For Buttercup, he left macaroni and cheese, his father’s favorite food as a human, and patted him on the mane. “Buttercup,” he said. “One day we will ride together. It will be beautiful, and nobody else will be able to stop us.”
From the window, Lincoln saw a vast field of grass and shrubs, maintained by the Chafee estate’s groundskeepers daily. It was more pristine than any material possessions that Lincoln had accrued over his lifetime, and it made him proud to be a member of his family more than anything else. Sometimes he would lay down in the grass field and watch the stars, but he hadn’t done that lately. He imagined he would do so soon, on a day that didn’t have any rain.
Lincoln returned to his study, where he sat down on his desk containing half-completed paperwork to file with the FEC. He thought it interesting that it took so much effort to declare one’s candidacy for the President of the United States, and yet so many hundreds of people did it every four years. He felt so indifferent to finishing it that he figured he would simply become another Bob Ehrlich, Jim Gilmore, left adrift among the nadir of the bottom tier of candidates.
Luckily, he was a Democrat now, so he would get the publicity of running against Princess Clinton, at least.
His phone rang, and he picked up in two instants, due to his impressively fast reflexes. “This is the Chafee residence,” he said.
“Linc, it’s Bill,” the voice at the other end of the phone answered.
“Bill, how are you?”
“Don’t worry about me,” he said, his calm drawl dripping with a seriousness he rarely contained within himself. “We want to talk about you, Linc.”
Lincoln knew what this phone call was about, and a frown grew on his face. “I know what this phone call is about. You’re making me frown, Bill, and I will not stand for it any longer.”
“You don’t got to do this. My wife’s not going to hold back. I just don’t want to see a pal like you fall into the same trap that so many… people like you seem to always get themselves into. You’ll get desperate, and you’ll tarnish your family name if you get into the dirty side of the election and don’t end up winning.”

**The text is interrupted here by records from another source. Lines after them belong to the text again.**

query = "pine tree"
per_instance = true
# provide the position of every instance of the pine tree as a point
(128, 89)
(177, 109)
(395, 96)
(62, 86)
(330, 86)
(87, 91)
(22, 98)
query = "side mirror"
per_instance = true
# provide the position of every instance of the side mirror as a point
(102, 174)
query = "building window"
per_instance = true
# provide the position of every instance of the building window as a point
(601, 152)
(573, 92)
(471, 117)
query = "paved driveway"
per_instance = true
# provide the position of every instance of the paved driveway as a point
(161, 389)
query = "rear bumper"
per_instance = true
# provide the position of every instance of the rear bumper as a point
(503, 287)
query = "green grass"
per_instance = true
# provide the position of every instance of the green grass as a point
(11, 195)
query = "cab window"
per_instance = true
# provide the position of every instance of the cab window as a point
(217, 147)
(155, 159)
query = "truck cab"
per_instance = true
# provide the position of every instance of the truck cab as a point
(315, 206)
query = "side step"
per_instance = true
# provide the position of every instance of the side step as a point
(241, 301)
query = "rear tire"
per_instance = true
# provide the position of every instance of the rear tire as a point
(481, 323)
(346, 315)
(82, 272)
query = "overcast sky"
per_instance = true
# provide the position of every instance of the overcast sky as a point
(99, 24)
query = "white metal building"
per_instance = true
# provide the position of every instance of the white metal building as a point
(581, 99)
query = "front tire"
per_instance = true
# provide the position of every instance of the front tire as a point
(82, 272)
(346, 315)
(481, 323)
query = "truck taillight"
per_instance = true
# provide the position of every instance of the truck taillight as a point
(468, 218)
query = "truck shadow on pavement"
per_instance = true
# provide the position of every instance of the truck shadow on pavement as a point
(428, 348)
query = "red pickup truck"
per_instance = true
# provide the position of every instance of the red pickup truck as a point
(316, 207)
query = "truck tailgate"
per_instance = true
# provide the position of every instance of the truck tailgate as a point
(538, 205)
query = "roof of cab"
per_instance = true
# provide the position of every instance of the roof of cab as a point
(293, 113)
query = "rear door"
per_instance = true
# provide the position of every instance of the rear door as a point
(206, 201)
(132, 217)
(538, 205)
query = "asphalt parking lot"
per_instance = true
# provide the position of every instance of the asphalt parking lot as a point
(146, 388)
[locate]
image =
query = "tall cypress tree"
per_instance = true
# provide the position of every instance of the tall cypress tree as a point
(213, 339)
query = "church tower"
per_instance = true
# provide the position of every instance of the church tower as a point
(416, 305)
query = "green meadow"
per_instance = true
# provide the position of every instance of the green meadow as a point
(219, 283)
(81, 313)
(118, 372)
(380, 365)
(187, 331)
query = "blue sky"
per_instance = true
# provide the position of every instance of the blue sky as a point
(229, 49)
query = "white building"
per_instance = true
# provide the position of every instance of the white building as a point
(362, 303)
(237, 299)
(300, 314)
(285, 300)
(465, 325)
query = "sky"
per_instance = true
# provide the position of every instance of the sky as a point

Lincoln gripped the phone tightly. “My family name is not yours to decide, Bill. And I don’t give one meter of care to your ideas of desperation. I won’t allow Princess Clinton to take the throne. Thanks a [metric] ton for your friendship all these years, but I am not leaving the race, not until I win.”
With that, he hung up the phone. He was shaking, but he felt better than ever, and continued to file his FEC paperwork. Once he was done, he would take Buttercup out to the post office and send it to Washington, D.C. Someday he would ride there himself, and he wouldn’t ride back home for another eight years.